#Marching cube help to reduce game load times / performance improvements
1 messages · Page 1 of 1 (latest)
first i tested with a larger base chunk sizes and smaller World, and Large Chunk sizes which resulted in an expected more expensive Chunk.MarchCube(); function call for both load time and when terraforming
next i test with a smaller base chunk and smaller world chunk, and Large chunk sizes were bigger. This resulted in a much faster load time even though the number of individual chunks went up from 512 to 16,384 the number of Chunk.MarchCube(); function calls were alot less. Same with the recorded data for when terraforming but when turning off the profiler it felt much choppier to use the smaller chunk sizes with largechunk being bigger.
Well first of all 27 mb of garbage for a single frame is insane
You might want to post relevant code alongside those profiler data.
and final test with a World size being larger and the chunk and largechunk sizes being smaller resulted in a much faster load time and being the only time where i could comfortably watch the screen and know what's happening which is interesting cause it had the highest call amount out of the three test but requires the most gameobjects to be spawned at a whopping 524k
!code
📃 Large Code Blocks
Use links to services like:
https://paste.mod.gg/, https://hastebin.skyra.pw/, https://paste.ofcode.org/, https://paste.myst.rs/
📃 Inline Code
Surround code with three backquotes.
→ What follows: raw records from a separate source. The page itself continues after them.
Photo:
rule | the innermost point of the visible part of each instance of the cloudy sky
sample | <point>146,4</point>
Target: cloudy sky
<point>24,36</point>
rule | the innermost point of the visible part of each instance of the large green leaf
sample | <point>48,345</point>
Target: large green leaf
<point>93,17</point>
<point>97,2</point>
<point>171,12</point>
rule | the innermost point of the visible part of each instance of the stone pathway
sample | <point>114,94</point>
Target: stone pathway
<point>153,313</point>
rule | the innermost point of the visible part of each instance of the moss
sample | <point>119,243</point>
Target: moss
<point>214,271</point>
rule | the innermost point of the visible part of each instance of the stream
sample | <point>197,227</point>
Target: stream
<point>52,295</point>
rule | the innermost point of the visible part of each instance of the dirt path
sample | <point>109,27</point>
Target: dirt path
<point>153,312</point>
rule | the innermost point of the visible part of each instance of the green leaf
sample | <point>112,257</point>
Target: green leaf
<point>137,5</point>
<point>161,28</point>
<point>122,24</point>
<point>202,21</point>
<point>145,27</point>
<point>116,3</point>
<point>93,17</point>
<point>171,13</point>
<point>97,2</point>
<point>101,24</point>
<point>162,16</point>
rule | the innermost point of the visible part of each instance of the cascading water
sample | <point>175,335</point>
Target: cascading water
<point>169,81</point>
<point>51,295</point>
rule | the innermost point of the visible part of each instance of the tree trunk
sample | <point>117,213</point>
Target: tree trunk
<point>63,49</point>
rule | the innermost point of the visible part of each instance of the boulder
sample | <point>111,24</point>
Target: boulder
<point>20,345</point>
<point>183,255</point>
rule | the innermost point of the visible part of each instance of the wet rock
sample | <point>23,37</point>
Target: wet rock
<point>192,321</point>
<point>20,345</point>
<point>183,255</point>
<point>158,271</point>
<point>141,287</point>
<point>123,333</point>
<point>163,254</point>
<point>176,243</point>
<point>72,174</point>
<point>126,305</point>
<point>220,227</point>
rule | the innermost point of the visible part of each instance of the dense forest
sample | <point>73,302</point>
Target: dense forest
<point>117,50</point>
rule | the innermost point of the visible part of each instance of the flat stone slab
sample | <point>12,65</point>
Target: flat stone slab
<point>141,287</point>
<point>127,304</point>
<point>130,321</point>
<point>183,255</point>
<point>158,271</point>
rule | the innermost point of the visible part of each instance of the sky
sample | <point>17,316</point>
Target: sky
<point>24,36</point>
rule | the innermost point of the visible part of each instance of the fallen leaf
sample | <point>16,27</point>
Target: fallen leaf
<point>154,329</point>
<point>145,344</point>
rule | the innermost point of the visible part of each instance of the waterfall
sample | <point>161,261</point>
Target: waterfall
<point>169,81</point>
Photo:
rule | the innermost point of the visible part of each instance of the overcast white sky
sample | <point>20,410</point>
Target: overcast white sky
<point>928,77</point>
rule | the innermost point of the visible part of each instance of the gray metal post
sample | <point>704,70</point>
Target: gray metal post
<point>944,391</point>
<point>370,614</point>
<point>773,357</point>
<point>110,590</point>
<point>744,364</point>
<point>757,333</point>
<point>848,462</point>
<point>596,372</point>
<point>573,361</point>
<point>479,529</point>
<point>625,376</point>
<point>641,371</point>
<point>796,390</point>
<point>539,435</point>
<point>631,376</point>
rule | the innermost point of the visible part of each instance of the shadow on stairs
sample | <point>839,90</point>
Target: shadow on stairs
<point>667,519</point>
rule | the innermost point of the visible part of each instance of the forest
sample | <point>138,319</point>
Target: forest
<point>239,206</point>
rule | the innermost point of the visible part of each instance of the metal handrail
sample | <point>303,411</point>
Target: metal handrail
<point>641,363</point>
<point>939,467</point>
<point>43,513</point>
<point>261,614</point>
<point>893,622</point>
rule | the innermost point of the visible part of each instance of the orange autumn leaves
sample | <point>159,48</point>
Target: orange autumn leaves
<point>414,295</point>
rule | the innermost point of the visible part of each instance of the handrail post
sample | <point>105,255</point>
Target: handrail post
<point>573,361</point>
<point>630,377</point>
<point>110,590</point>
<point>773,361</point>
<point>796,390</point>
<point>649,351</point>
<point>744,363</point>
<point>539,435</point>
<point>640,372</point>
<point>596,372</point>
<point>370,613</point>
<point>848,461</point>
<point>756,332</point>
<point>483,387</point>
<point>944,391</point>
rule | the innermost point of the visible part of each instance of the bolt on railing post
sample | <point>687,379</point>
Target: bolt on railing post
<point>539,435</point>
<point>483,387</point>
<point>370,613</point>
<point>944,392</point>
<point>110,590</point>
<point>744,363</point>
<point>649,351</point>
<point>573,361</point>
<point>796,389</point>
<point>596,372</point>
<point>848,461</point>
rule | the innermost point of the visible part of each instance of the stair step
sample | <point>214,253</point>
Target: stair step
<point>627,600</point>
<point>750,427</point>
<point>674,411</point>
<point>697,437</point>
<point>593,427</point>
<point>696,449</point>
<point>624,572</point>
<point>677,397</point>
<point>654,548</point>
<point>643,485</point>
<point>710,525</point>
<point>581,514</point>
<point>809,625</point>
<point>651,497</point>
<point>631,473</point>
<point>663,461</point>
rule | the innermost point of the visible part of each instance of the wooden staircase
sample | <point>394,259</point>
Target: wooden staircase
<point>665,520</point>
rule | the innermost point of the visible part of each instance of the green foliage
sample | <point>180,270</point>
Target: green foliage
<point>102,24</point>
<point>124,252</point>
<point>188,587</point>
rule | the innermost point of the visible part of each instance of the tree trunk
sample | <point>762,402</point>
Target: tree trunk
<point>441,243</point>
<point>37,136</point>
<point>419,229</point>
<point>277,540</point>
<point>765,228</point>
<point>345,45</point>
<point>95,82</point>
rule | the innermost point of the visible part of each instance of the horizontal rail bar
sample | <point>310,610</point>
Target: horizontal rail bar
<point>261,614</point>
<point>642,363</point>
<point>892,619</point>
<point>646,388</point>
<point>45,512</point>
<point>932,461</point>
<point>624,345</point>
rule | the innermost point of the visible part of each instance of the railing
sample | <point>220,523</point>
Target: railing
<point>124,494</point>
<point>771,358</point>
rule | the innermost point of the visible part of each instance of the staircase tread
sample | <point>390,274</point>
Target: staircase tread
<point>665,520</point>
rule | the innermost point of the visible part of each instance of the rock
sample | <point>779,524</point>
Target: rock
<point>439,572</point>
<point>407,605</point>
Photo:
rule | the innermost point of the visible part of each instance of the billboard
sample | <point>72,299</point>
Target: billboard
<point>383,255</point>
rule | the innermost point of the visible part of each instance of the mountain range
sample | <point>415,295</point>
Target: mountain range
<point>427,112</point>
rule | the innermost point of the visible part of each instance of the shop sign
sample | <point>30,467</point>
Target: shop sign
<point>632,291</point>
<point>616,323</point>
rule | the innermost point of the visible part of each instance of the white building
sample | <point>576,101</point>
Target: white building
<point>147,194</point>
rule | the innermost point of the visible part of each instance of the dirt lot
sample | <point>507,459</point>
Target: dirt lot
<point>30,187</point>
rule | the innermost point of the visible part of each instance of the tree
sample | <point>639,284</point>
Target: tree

Not quotation marks.
To format as C#, add cs to the first line:
```cs
// Your code here
```
Add a comment with a line number if there is an error message.
wrong one :/
which one of these would you recommend?
Doesn’t matter
A tool for sharing your source code with the world!
think thats it
though i guess World Generator if we go in order of first used to last should be first not second
It’s kinda hard to analyse this code on my phone. I will try to get back to it when I can on a proper PC.
codes a mess huh, sorry 😅
But in the mean time it might be worth your time to explore the job system and Burst. There is only so much you can do in a single thread.
Not a mess no. That website does not have syntax highlighting and ofc a phone screen is small.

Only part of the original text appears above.